“No creo en el alma, pero de que existe, existe”
Ya hace dos días que estaba en alta mar, el sol golpeaba su rostro, sus labios estaban secos, su cuerpo escurrido sobre el tablón del bote y sus ojos entre abiertos miraban nada más que el mar impetuoso y azul.
Conservaba intacto una parte de él que el agua salada no podría de ninguna manera tener acceso, sus recuerdos.
Su memoria evocó la gracia con la que, días atrás, se sumergía entre las olas y se dejaba derribar con fuerza por aquel oleaje hasta la orilla. Seguía recordando, como acostado boca arriba miraba el cielo mientras su rostro se invadía con la efervescencia de la ola transformada en espuma.
Ahora en cambio, no podía sentir más que repulsión, desesperación, esa tirria en contra del abundante azul llamado la mar.
Tenía deseos de ver cualquier otra cosa, ya sean paredes de concreto, edificios en construcción, escuchar el ruido de carros, ladridos de perros, llantos de bebés, el murmullo de la multitud, las personas, los niños, su madre; su madre. Ella sentada en la dura anatomía de ese viejo sofá de su sala, sacando cuentas del mes, recordó también a sus hermanos abrazándola, su perro moviendo la cola, su padre, hasta de aquel fastidioso vecino religioso, el que no da limosna ni cedía su asiento, hasta de él se acordó.
Intentó cantar, pero no tenía fuerzas para abrir su boca, cada vez que su lengua tocaba sus dientes se producía un ligero pegote provocándole alguna herida leve. Deseaba escuchar música, algún sonido que no fuera el vaivén de las olas, del sol quemando su cara o del bote balanceándose sin llegar a ningún lugar.
De pronto, sus dedos sin fuerza se dejaron caer y se sumergieron en el agua salada, cerró por completo sus ojos y su garganta, produjo un sonido. Entonaba una canción.
Con leves sonidos empezó a entonar una canción al ritmo de sus amígdalas. De pronto, desde la nada, empezó a sonar el piano, la trompeta, la guitarra, todo un concierto retumbaba en cada rincón del bote, el agua alrededor vibraba, sus dedos sumergidos se movían controlando el ritmo como un director de orquesta con su batuta, la esquina de sus labios se esbozó un sonrisa que produjo que las líneas secas de sus labios crujieran. Se escuchó un eco inexplicable.
El mar cantaba con él.
De repente su mejilla se mojó. ¡Qué frescura!
—Aún tengo agua en mi cuerpo —pensó
Pero en su cuerpo no había más que tripas que borboteaban, una respiración como vapor un corazón como carbón, lo único que podría salir de sus ojos habría sido arena. No eran pues sus lágrimas.
El cielo se abrió, y más de la primera gota cayó sobre el rostro de aquel hombre, en un segundo, millones de gotas resbalaban sobre él.

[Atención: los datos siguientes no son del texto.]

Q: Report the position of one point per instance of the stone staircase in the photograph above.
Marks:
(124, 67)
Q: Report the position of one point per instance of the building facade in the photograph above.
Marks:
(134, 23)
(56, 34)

Abrió totalmente su boca, sus ojos, su nariz, sus poros, para absorber el agua dulce sin perder tiempo. Su cuerpo caliente se renovaba, sus labios partidos se cicatrizaban, paraba de hervir sus entrañas, todo en él se calmó. Su cuerpo quieto como el centro del océano.
Fue un diluvio, fue una cascada, fue un remolino con sabor a lluvia. Abrió sus ojos, miró el cielo color mar. Su cuerpo se evaporó.
A la mañana siguiente en el pueblo de Briceño, se halló un bote a la deriva, en su interior no se encontró más que dos prendas sucias y un par de zapatos de charol. Nadie supo de dónde vino el bote y ni a quien le pertenecieron aquella ropa desgastada.
—Algún desgraciado con mala suerte—dijo un pescador
—Desgraciado o no, nada como una muerte en el anonimato del mar.